A “ausência” da interpretação tem componente a ser compreendido. Mesmo em interpretação ausente, a obra automatizada, mas a servir a outros fins estereotipados, está a ser ouvida, faltando-lhe contudo a essência do interpretar, a anima misteriosa. Se a obra musical tiver uma leitura sem quaisquer elementos flexibilizantes, que caracterizam a palavra interpretare, pode perder a essencialidade da transmissão, que pressupõe sempre o envolvimento do instrumentista. Seria pois esse envolver, sob a égide da tradição, do talento responsável e das culturas, a única possibilidade da salvaguarda da interpretação.

Pour José Eduardo et João Carlos Silva Martins en souvenir d' Alfred Cortot 1953.

Alfred Cortot (1877-1962) diria, em conferência sobre a obra de Robert Schumann, que “ A arte do intérprete – para aquele, ao menos, que não se limita unicamente às insuficientes proezas ditadas pela virtuosidade – tem como objeto essencial a transmissão dos sentimentos ou das impressões da qual a idéia musical é o reflexo” e que “o artista dever estar preocupado menos com a nota (figura musical), mas sim em traduzir o espírito que a anima, esforçando-se em apoiar sua concepção no estudo da vida dos compositores e, singularmente, na interrogação dos mínimos fatos de sua existência íntima”. É lógico que o grande mestre pressupõe todo um conhecimento das estruturas composicionais, apriorístico para o músico e indispensável à qualquer formação. Todavia, a opinião de Cortot quanto ao pleno conhecimento de um compositor por parte do intérprete pode ser exemplificada em frase reveladora de Francis Poulenc (1899-1963), quando de uma entrevista ao musicólogo francês Roland Manuel (1891-1966). Diria o autor que “meus melhores achados da escritura pianística surgiram ao escrever o acompanhamento de minhas melodias”, a demonstrar característica essencial que deve ser apreendida pelo intérprete. O posicionamento de Poulenc pode ser estendido a outros compositores em idênticos ou outros contextos.

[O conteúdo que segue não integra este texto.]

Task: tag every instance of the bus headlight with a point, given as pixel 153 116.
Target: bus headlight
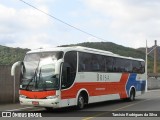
pixel 52 97
pixel 23 96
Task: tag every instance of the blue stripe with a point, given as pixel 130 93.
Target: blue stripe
pixel 139 85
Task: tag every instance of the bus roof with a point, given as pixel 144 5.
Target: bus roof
pixel 82 49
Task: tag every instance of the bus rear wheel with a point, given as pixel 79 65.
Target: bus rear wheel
pixel 80 102
pixel 132 95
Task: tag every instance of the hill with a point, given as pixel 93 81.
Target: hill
pixel 119 49
pixel 10 55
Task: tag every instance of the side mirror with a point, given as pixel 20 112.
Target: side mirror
pixel 58 66
pixel 16 64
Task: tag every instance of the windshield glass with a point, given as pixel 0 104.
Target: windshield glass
pixel 38 71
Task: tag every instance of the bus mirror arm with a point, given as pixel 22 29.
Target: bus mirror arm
pixel 14 66
pixel 58 66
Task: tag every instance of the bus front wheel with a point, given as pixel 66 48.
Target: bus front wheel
pixel 80 102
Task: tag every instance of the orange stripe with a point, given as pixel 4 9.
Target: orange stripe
pixel 37 94
pixel 109 88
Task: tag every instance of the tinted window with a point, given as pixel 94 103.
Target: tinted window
pixel 109 64
pixel 89 62
pixel 138 67
pixel 69 69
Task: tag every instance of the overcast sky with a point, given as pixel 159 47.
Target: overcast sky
pixel 125 22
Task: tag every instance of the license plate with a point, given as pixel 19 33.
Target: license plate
pixel 35 102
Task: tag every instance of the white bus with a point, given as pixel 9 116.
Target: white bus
pixel 75 76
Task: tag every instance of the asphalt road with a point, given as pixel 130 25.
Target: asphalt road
pixel 148 102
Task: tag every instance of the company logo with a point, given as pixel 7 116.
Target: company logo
pixel 6 114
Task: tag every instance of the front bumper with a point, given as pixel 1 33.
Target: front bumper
pixel 41 102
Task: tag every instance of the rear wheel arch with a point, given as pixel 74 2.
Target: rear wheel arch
pixel 85 94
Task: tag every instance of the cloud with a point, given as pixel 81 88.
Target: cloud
pixel 131 22
pixel 25 27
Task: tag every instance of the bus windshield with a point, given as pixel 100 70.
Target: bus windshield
pixel 38 71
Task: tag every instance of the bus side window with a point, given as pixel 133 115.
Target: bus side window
pixel 69 69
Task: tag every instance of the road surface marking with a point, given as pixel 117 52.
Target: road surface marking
pixel 97 115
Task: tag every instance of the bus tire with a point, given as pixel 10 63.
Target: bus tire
pixel 80 102
pixel 132 95
pixel 49 109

As considerações de Cortot, absolutamente colocadas em prática pelo notável e paradigmático pianista, seriam, além disso, a evidência de um respeito à tradição – da qual foi ele um cultor -, da plena exemplificação de um talento extraordinário e de uma das mais abrangentes culturas entre os intérpretes em todos os tempos.

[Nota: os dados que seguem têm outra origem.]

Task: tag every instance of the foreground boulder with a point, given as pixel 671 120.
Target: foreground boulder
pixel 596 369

A ausência da interpretação seria o vazio que, tantas vezes não entendido como tal, tem contudo permanência circunstancial, prazo limitado durante parte da trajetória de uma carreira, esquecida após estiolar-se a “magia”. O tempo encarrega-se de apagar traços na areia, ou de dar continuidade às vagas do oceano.

L’intérprétation musicale et quelques attributs: tradition, talent responsable, cultures. L’ indifférence au sujet d’une connaissance plus profonde du contenu musical et le besoin d’éblouir le public, facteurs qui mènent à l’absence de l’intérprétation.

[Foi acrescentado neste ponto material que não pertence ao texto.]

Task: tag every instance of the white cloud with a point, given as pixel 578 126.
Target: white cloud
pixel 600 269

Tradition, talent, technique, intellectual depth are some of the aspects affecting the outcome of a musical performance. Many interpreters content themselves with a flawless technique, sometimes belittling the research that could help them play a piece of music as the composer envisioned it. My point is that a thoughtful interpretation, when tempered with precise technique and emotion, enhances the performance of a musical work. A flamboyant display tends to be enough to mesmerize audiences and gratify inflated egos, and also to make sounds become void of meaning.